ICS Seminar Series
- Event Name
- ICS Seminar Series
- 23 April 2020
- 11:30 am - 01:00 pm
Address (Room): This seminar will be hosted online via Zoom. Please join via the following link: https://uws.zoom.us/j/93508729309
This is the third week in which the Institute for Culture and Society focuses on the social and cultural consequences of COVID-19. Over the past few months, the world has become fixated on epidemiological curves, death statistics, zoonotic spill-overs, and ‘social distancing’. We all now know that new statistics will be generated with every day’s political pronouncements. At the same time, in the name of saving human lives, others are being sacrificed, blamed, and reviled. We have bypassed, for example, the fact that ‘billions of poultry have been killed all over the world to eradicate potentially pandemic pathogens from jumping over the species barriers’. Yes, the number quoted is billions.
Here ideological presumptions rework questions of the sacred and the profane, the powerful and the weak, and come together to confirm deep modern prejudices. ‘Wet markets’ are to blame. Relating to domestic and wild animals is dangerous. Travellers, strangers, and peoples with strange customs are to be feared.
In the spirit of our previous ‘thinking in common’ sessions, this seminar seeks to get beyond the mass of information we receive everyday through constant news updates. It brings in some voices from other places.
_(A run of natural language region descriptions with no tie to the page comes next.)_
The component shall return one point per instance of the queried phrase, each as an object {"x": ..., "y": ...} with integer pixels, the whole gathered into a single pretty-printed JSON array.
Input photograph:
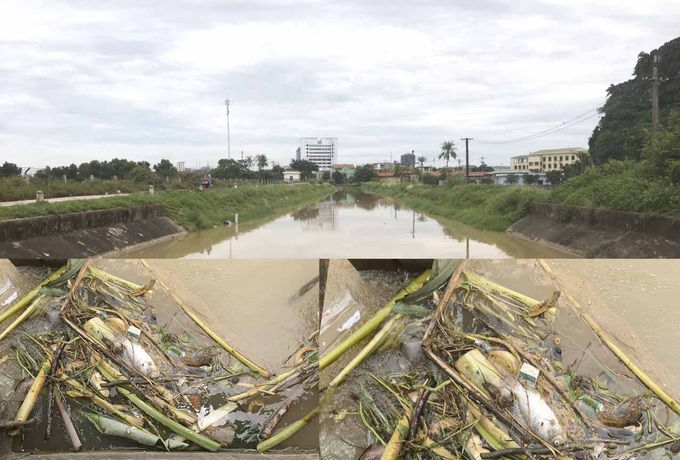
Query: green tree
[
  {"x": 448, "y": 153},
  {"x": 306, "y": 168},
  {"x": 555, "y": 177},
  {"x": 338, "y": 177},
  {"x": 165, "y": 168},
  {"x": 9, "y": 170},
  {"x": 230, "y": 169},
  {"x": 142, "y": 174},
  {"x": 626, "y": 115},
  {"x": 663, "y": 150}
]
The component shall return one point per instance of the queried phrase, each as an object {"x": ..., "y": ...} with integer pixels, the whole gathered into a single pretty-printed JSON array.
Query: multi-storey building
[
  {"x": 408, "y": 159},
  {"x": 547, "y": 160},
  {"x": 322, "y": 151}
]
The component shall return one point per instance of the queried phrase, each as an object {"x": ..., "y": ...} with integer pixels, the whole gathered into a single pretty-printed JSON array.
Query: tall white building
[{"x": 322, "y": 151}]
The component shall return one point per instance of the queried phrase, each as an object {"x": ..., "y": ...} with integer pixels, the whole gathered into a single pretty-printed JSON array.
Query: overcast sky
[{"x": 82, "y": 79}]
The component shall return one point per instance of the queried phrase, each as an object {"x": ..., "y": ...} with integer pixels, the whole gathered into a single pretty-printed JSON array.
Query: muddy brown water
[
  {"x": 267, "y": 324},
  {"x": 632, "y": 300},
  {"x": 348, "y": 224}
]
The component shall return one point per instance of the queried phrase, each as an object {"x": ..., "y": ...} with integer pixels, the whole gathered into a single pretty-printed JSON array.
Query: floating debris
[
  {"x": 104, "y": 354},
  {"x": 493, "y": 383}
]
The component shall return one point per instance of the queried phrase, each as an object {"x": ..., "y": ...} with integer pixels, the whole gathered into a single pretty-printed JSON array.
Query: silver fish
[{"x": 531, "y": 410}]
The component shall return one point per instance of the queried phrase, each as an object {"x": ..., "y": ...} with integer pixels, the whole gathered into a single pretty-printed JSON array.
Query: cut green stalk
[
  {"x": 112, "y": 427},
  {"x": 104, "y": 404},
  {"x": 112, "y": 375},
  {"x": 287, "y": 432},
  {"x": 32, "y": 395},
  {"x": 438, "y": 449},
  {"x": 606, "y": 338},
  {"x": 365, "y": 352},
  {"x": 231, "y": 350},
  {"x": 372, "y": 324},
  {"x": 25, "y": 314},
  {"x": 23, "y": 303}
]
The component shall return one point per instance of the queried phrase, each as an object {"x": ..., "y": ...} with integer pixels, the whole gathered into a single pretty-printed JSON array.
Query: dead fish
[
  {"x": 626, "y": 413},
  {"x": 199, "y": 358},
  {"x": 530, "y": 408},
  {"x": 373, "y": 453},
  {"x": 136, "y": 355}
]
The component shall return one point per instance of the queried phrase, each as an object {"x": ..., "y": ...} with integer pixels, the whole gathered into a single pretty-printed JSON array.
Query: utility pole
[
  {"x": 226, "y": 102},
  {"x": 467, "y": 158},
  {"x": 655, "y": 94}
]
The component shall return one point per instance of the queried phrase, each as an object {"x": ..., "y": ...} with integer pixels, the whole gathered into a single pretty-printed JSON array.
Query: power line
[{"x": 564, "y": 125}]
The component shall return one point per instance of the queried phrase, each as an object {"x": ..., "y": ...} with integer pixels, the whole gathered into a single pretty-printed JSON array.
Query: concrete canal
[{"x": 348, "y": 224}]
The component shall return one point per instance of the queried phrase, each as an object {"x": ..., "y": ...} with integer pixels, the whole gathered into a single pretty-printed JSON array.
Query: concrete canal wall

Please join us on Zoom at 11.30am on Thursday 23 April to continue this conversation. After an opening presentation from the Chair, participants will be randomly distributed into smaller break out groups for roughly 30 minutes to discuss (one or all of) these selected readings. Groups will be asked to nominate a facilitator/rapporteur. We will reconvene into a plenary discussion for the final 30 minutes to consider how the impacts of the coronavirus currently hit the vulnerable in our diverse worlds.
Readings and Biographies
These three readings are only short, and they only begin to evoke the issues, but they are intended to open up areas that is not currently part of the mainstream discussion.
Arundhati Roy: ‘The Pandemic is a Portal’
Roy, author of the Man Booker Prize novel The God of Small Things, describes how ‘Indian towns and megacities, in response to the lockdown, began to extrude their working-class citizens like so much unwanted accrual They knew they were going home potentially to slow starvation.’
Achille Mbembe, ‘the Universal Right to Breathe’.
Mbembe is author of Brutalisme (Paris, 2020). This short essay continues the work of a major scholar on the brutalism of digital modernity. He is concerned that in ‘the aftermath of this calamity there is a danger that rather than offering sanctuary to all living species, sadly the world will enter a new period of tension and brutality’. This will happen as many people ‘seek to conceal the constitutive violence that they continue to habitually direct at the most vulnerable’.
Christos Lynterios and Lyle Fearnely, ‘Why Shutting down Chinese “Wet markets” Could Be a Terrible Mistake’.
Lynteris and Fearnley are medical anthropologists from Scotland and Singapore respectively. They suggest that ‘based on the latest data suggesting a significant number of early cases of coronavirus without links to the Huanan Seafood Market, several infectious disease experts have raised doubts about whether the market was the source of the novel coronavirus at all’.